L’octroi des places d’hébergement dignes pour les habitants du Palais n’a cessé d’être reporté, en cause : l’absence de places alternatives. La première étape fut l’annonce en grande pompe de l’ouverture de nouveaux centres pouvant héberger une partie des résidents : Jabbeke et Glons, pour ne citer que ceux-là, ne sont toujours pas en mesure d’accueillir les 1176 personnes, comme annoncé par le cabinet De Moor le 26 octobre1.
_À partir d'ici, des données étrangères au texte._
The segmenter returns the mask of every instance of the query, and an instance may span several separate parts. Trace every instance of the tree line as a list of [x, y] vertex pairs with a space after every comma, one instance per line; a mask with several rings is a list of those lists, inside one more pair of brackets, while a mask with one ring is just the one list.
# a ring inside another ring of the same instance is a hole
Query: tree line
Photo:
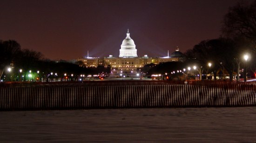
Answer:
[[[234, 75], [242, 74], [244, 78], [247, 72], [249, 76], [255, 77], [256, 0], [251, 2], [241, 1], [229, 7], [224, 16], [221, 31], [222, 34], [219, 38], [202, 40], [188, 50], [184, 53], [186, 60], [179, 65], [183, 67], [196, 65], [200, 79], [202, 74], [209, 72], [213, 73], [215, 79], [217, 75], [225, 72], [228, 73], [230, 81]], [[246, 54], [249, 56], [247, 61], [244, 59]], [[159, 64], [149, 72], [155, 71], [157, 68], [163, 70], [164, 68], [159, 67], [165, 66]], [[171, 68], [171, 71], [176, 70], [177, 67]], [[248, 69], [247, 72], [245, 68]], [[236, 80], [239, 81], [239, 76], [236, 77]]]
[[[241, 1], [230, 7], [224, 16], [221, 31], [219, 37], [202, 40], [188, 50], [184, 53], [186, 60], [184, 62], [158, 65], [151, 64], [145, 66], [142, 70], [148, 74], [171, 73], [189, 66], [196, 65], [200, 79], [202, 79], [203, 75], [209, 73], [213, 73], [215, 79], [217, 75], [220, 73], [223, 75], [225, 72], [229, 74], [230, 80], [234, 73], [237, 75], [242, 74], [244, 78], [247, 74], [245, 69], [248, 69], [248, 73], [255, 77], [256, 0], [251, 2]], [[38, 70], [40, 74], [44, 73], [45, 76], [48, 76], [53, 72], [61, 75], [72, 73], [77, 76], [81, 74], [110, 73], [109, 67], [87, 68], [81, 62], [74, 64], [64, 61], [57, 62], [44, 59], [40, 52], [22, 49], [14, 40], [0, 40], [0, 79], [3, 74], [8, 73], [7, 67], [15, 68], [16, 70], [13, 70], [12, 74], [16, 75], [19, 74], [18, 69], [22, 69], [24, 71]], [[246, 61], [243, 58], [245, 54], [249, 55]], [[177, 72], [175, 74], [177, 74]], [[239, 76], [236, 77], [236, 80], [239, 81]]]
[[80, 65], [79, 62], [72, 63], [45, 59], [40, 52], [21, 49], [20, 44], [13, 40], [0, 40], [0, 79], [4, 78], [6, 81], [20, 81], [21, 76], [22, 81], [27, 81], [29, 75], [33, 76], [31, 79], [34, 80], [38, 76], [38, 81], [42, 78], [49, 80], [48, 79], [54, 76], [61, 79], [65, 78], [65, 74], [66, 77], [72, 75], [74, 81], [81, 75], [106, 72], [108, 68], [104, 67], [87, 68]]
Et si ces places avaient été disponibles, il appartenait à l’État d’effectuer le recensement de son public. Fedasil a toujours refusé, mentionnant notamment la dangerosité du lieu (bien que les bénévoles s’y soient rendus quotidiennement pour subvenir aux besoins fondamentaux des habitants). En demandant plusieurs fois au comité de soutien de recenser les occupants du Palais, les autorités prouvent qu’elles ne sont plus en contrôle de la situation et qu’elles sont incapables d’attribuer ces places à qui de droit. Nous, comité de soutien, avons toujours refusé d’endosser ce rôle qui ne nous appartient pas et pour lequel nous n’avons pas les moyens. Il aura fallu attendre le 12 janvier qu’un incendie se déclare au Palais, soulignant l’urgence du relogement, pour que la Région de Bruxelles-Capitale et Fedasil annoncent enfin le 13 janvier la mise en place d’un tel recensement, soit 3 mois après le début de l’occupation. Bien que nous saluons cette initiative, nous souhaitons mettre en lumière la source du problème structurel qui réside à 1,4 km, à l’Office des Étrangers, où chaque jour, des hommes isolés, des mineurs fuyant des violences, se retrouvent encore à ce jour, renvoyés à la rue et voient leurs droits bafoués par un État qui choisit d’être dépassé.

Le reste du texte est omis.